This Year in History: 1517
Who knew, that fateful day of 1517, how far the reaches of a monk’s protest, nailed to the door at Wittenberg, would go? You might be surprised to learn that one of the most notable effects of the Reformation on Christmas was the attempt to stop it.
During the 1600s, as the dust settled on the Reformation, European Puritans eagerly eliminated all remaining traces of Catholicism, including holidays formerly celebrated by the Catholic Church such as Christmas.
The Puritans opposed Christmas on two fronts—principles and results. On principle, they believed it had no biblical basis, was not practiced by early Christians, required too much in- volvement from the church (masses, ceremonies, etc.), and was rooted in pagan superstitions, most likely the ancient pagan winter solstice feast of Saturnalia. The obvious results of many Christmas celebrations—gluttony, idleness, drunkenness, and other such immoral carousing—didn’t help the holiday.
Beginning in 1642, the Puritan-dominated parliament in England passed a battery of laws forbidding any and all observance of Christmas, such as closing shop for the day or performing seasonal plays. The suppression stiffened, with reports of Puritan mobs armed with rocks threatening churches performing Christmas ceremonies. A bill passed on Christmas Eve of 1652 crowned the movement’s victory: any irregular proceeding by a church or family that might suggest a Christmas remembrance was forbidden.
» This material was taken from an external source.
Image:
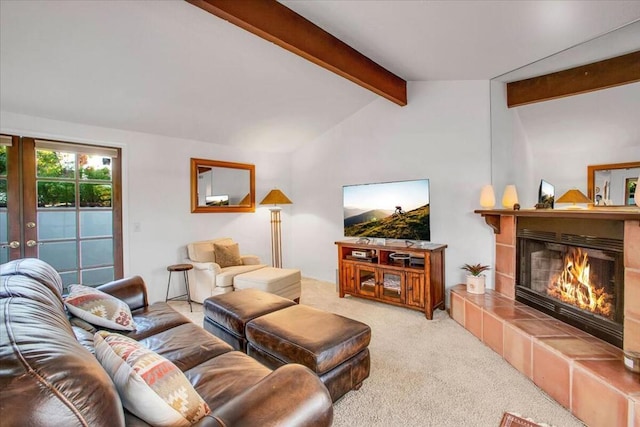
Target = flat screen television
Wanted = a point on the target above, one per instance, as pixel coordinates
(546, 195)
(390, 210)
Meanwhile, on the opposite Atlantic shore in the New World, Christmas met no warmer welcome. William Bradford found a small group of colonists resting on Christmas Day, 1621. He shortly ordered them back to work and dashed New World hopes of an extra day off.
In 1659, the Massachusetts General Court enforced a five-shilling fine on anyone who was “found observing any such day as Christmas or the like.” Schools in America met on Christmas Day until 1870.
In 1843, A Christmas Carol changed everything. Commonly mistaken now for a historical representation of Christmas in Victorian England, the work was actually a treatise by author Charles Dickens to promote Christmas. Dickens’ message was well-received, largely because he promoted selflessness and generosity without harkening back to Catholicism, or any religion at all.
By 1850, Queen Victoria and Prince Albert reinstated Christmas as a “family celebration.” This royal support demonstrated that Christmas was no longer a church-based effort, but rather a season of selflessness, hospitality, and time with family.
Most of you are probably asking yourselves by now, “Where are the gifts?” While minor gift exchange was a common ritual on St. Nicholas Day (December 6th) or St. Stephen’s Day (December 26th), the gift-giving on Christmas prevailed on the winds of industrialization. With the rise of manufactured goods and subsequent rise of advertising, businesses that had previously seen Christmas as an obstacle now saw it as an opportunity. Soon, the twelve days of Christmas—including Childermas, New Year’s Eve, the Feast of the Circumcision of Christ, and Twelfth Night (January 5th)—were collapsed into a single day, December 25. The rebirth of Christmas depended more on commerce than Christianity to secure its cultural position. Today, some studies claim that Americans spend $200 billion annually on Christmas shopping, accounting for 20% of all retail goods.
Christmas, like everything else, invites idolatry. Like God’s people before us, it’s up to us to separate the light from the dark, the silver from the dross, the cheap from the worthy.